Parecería lógica pues una marcha más o menos decidida hacia mecanismos de cooperación internacional que reconocieran la nueva realidad, pero para ello sería preciso que los países (que son síntesis de heterogéneos intereses, miedos, esperanzas y capacidades de influencia de sus no menos heterogéneos habitantes, más o menos expresadas en los comportamientos de sus gobernantes) predominara una actitud de aceptación de unas expectativas limitadas gestionadas por el liderazgo de una potencia estable en sus aspectos económicos, sociales y políticos internos (por tanto con bajos costes de transacción en su consecución) que asume el papel de dar oportunidades económicas a todos a corto plazo, a cambio de las ventajas, no menos económicas, para su población de la gestión de todo el entramado que, entre otras cosas, vela el sacrificio real de las expectativas de ésta durante un largo período de tiempo.
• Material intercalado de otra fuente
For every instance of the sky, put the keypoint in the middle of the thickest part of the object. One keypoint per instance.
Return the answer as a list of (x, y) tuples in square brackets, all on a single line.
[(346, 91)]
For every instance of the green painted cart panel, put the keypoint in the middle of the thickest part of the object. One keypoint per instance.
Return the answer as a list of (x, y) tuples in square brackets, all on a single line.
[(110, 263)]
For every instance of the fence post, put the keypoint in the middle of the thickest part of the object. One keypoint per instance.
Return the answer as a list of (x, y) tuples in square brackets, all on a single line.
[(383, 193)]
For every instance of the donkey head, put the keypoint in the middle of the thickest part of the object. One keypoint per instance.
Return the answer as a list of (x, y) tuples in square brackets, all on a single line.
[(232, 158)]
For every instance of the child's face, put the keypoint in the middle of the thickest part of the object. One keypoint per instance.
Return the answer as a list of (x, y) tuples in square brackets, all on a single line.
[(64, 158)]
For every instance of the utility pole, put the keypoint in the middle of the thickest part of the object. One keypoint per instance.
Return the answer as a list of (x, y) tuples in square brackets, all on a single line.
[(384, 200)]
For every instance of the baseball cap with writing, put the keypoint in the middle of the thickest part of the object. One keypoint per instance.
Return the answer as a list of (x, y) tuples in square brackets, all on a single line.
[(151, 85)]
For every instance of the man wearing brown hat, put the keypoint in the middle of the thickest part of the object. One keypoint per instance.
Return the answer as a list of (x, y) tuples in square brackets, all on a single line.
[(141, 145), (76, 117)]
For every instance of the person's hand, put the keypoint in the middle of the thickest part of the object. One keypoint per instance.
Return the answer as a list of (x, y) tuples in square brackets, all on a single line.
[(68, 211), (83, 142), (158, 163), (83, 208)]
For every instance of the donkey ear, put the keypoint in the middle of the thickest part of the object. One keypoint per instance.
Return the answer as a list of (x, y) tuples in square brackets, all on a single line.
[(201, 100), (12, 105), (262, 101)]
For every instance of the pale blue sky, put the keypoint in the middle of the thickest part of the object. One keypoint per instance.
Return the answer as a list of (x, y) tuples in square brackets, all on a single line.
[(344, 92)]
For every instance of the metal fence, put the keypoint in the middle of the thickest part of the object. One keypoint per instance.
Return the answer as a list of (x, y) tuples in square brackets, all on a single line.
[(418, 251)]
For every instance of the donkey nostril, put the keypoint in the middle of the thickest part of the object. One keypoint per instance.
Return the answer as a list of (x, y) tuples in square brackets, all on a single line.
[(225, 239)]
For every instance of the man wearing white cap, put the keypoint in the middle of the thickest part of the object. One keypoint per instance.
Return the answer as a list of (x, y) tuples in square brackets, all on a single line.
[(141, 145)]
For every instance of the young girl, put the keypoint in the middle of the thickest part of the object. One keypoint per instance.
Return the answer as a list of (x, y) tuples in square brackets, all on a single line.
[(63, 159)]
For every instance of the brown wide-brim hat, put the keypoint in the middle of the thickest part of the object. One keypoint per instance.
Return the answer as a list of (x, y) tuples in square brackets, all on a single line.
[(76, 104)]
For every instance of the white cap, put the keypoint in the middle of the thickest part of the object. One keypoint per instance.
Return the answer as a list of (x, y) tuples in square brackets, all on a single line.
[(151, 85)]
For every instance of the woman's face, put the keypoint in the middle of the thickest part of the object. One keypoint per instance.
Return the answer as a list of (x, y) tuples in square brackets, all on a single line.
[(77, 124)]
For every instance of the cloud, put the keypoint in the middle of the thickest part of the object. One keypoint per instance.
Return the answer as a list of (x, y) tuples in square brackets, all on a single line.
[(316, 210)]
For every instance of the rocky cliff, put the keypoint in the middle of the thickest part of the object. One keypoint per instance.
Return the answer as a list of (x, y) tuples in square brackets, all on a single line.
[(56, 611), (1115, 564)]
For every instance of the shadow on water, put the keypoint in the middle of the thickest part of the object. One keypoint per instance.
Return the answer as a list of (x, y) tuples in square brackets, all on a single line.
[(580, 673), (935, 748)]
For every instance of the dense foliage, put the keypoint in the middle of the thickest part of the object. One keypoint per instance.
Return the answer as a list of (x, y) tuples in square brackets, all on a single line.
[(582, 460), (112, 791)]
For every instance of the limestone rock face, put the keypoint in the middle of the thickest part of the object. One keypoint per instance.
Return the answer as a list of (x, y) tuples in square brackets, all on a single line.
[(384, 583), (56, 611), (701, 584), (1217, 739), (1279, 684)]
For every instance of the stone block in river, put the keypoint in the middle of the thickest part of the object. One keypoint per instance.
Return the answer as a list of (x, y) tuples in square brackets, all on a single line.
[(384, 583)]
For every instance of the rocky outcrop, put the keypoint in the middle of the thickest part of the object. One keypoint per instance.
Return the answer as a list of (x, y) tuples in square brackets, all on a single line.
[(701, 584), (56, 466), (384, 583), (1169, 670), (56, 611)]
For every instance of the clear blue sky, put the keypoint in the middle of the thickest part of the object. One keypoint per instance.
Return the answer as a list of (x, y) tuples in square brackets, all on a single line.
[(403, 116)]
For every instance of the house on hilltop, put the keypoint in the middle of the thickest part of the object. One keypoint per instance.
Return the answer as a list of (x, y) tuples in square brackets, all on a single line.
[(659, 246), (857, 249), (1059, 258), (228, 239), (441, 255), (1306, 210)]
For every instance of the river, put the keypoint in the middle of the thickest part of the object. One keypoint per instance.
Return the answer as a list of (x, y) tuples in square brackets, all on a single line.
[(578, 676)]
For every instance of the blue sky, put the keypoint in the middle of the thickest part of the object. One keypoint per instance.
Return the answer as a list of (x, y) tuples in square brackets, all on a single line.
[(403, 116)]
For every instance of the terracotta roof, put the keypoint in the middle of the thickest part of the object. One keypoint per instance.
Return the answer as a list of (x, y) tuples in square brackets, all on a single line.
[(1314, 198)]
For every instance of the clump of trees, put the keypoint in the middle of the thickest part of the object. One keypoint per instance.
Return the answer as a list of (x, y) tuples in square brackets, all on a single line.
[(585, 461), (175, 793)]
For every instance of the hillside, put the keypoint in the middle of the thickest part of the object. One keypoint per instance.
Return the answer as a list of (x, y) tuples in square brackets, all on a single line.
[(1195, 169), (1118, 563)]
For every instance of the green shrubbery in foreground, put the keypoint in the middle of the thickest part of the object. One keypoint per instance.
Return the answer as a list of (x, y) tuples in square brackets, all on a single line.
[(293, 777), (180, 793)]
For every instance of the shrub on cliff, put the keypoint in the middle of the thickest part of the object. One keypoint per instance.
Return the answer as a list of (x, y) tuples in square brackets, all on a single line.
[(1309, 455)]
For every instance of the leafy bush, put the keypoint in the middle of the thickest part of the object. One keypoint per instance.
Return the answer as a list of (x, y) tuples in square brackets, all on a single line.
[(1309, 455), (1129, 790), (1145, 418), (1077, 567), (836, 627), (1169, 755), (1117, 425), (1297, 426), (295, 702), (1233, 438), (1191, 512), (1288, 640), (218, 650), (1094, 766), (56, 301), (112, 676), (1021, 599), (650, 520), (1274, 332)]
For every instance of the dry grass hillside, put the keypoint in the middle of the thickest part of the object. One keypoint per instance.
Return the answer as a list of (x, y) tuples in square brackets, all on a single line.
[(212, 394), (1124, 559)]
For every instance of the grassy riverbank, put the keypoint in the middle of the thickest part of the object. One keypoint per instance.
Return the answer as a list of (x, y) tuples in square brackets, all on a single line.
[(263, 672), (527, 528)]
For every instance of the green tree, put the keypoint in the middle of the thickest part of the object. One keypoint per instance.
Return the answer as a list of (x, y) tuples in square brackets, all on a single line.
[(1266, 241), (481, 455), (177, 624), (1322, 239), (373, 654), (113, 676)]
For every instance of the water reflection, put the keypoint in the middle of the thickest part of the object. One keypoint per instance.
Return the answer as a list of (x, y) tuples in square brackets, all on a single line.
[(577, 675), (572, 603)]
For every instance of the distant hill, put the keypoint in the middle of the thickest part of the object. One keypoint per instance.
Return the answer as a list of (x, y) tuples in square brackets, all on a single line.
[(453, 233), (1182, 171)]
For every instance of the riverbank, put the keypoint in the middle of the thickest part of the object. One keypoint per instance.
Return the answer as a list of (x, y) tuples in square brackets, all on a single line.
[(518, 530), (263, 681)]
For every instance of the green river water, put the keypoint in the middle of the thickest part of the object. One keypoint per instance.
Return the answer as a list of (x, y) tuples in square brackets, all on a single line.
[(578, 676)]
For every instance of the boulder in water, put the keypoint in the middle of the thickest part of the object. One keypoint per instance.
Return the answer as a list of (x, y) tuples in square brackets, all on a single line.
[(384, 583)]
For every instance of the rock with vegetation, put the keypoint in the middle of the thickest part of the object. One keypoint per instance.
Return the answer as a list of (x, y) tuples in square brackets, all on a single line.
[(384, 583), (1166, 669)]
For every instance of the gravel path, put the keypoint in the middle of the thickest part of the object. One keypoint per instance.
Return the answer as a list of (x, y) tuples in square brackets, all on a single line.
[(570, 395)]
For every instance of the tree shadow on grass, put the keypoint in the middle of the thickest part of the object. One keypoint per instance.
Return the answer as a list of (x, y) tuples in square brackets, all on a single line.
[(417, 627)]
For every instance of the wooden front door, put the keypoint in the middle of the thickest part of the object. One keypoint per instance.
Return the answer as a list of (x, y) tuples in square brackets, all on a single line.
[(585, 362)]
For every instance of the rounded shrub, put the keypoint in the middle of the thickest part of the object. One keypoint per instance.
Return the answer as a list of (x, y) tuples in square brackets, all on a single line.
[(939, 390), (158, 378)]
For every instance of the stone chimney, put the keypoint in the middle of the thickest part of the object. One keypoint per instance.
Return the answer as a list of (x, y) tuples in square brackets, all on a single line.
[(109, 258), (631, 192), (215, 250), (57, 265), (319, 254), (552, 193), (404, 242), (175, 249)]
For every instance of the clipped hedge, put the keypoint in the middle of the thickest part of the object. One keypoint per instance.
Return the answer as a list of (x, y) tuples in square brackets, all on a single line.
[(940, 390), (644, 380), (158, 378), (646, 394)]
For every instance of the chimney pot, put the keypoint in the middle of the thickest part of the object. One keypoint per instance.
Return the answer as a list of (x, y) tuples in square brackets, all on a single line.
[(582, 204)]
En suma, una nueva administración de carácter imperial que, como siempre, llega cuando un nuevo país que se haya labrado una inesperada vía de progreso en los bordes del sistema hasta entonces predominante, se hace cargo de esa gestión.
No sabemos cómo ni cuándo se verá constituido en el mundo un nuevo y eficiente sistema administrado de relaciones económicas, ni los conflictos que hasta ese momento viviremos o vivirán los ciudadanos del mundo, pasando seguramente por una etapa “sub-óptima” de “economía de bloques” que puede tensar las cosas hasta una ruptura dramática, o facilitar los acuerdos; pero lo que sí es cierto es que mientras tanto en los asuntos económicos de los hasta hace poco países desarrollados, y en las declaraciones de los Gs predominarán actitudes cada vez más defensivas y mucha retórica sobre planes tecnológicos, educativos, de reorganización social, y también las hueras apelaciones a la necesidad de adaptación de las mentalidades, las formas de vida, etc, a una realidad de menores expectativas de crecimiento. Y, en ese contexto, cada vez parecerán más extravagantes las exigencias que hacen esos Gs a los que se vislumbran como líderes de un nuevo sistema de economía mundial, de su adaptación a nuestros sistemas de creencias, valores, mitos, derechos, etc. conformados por una historia particular.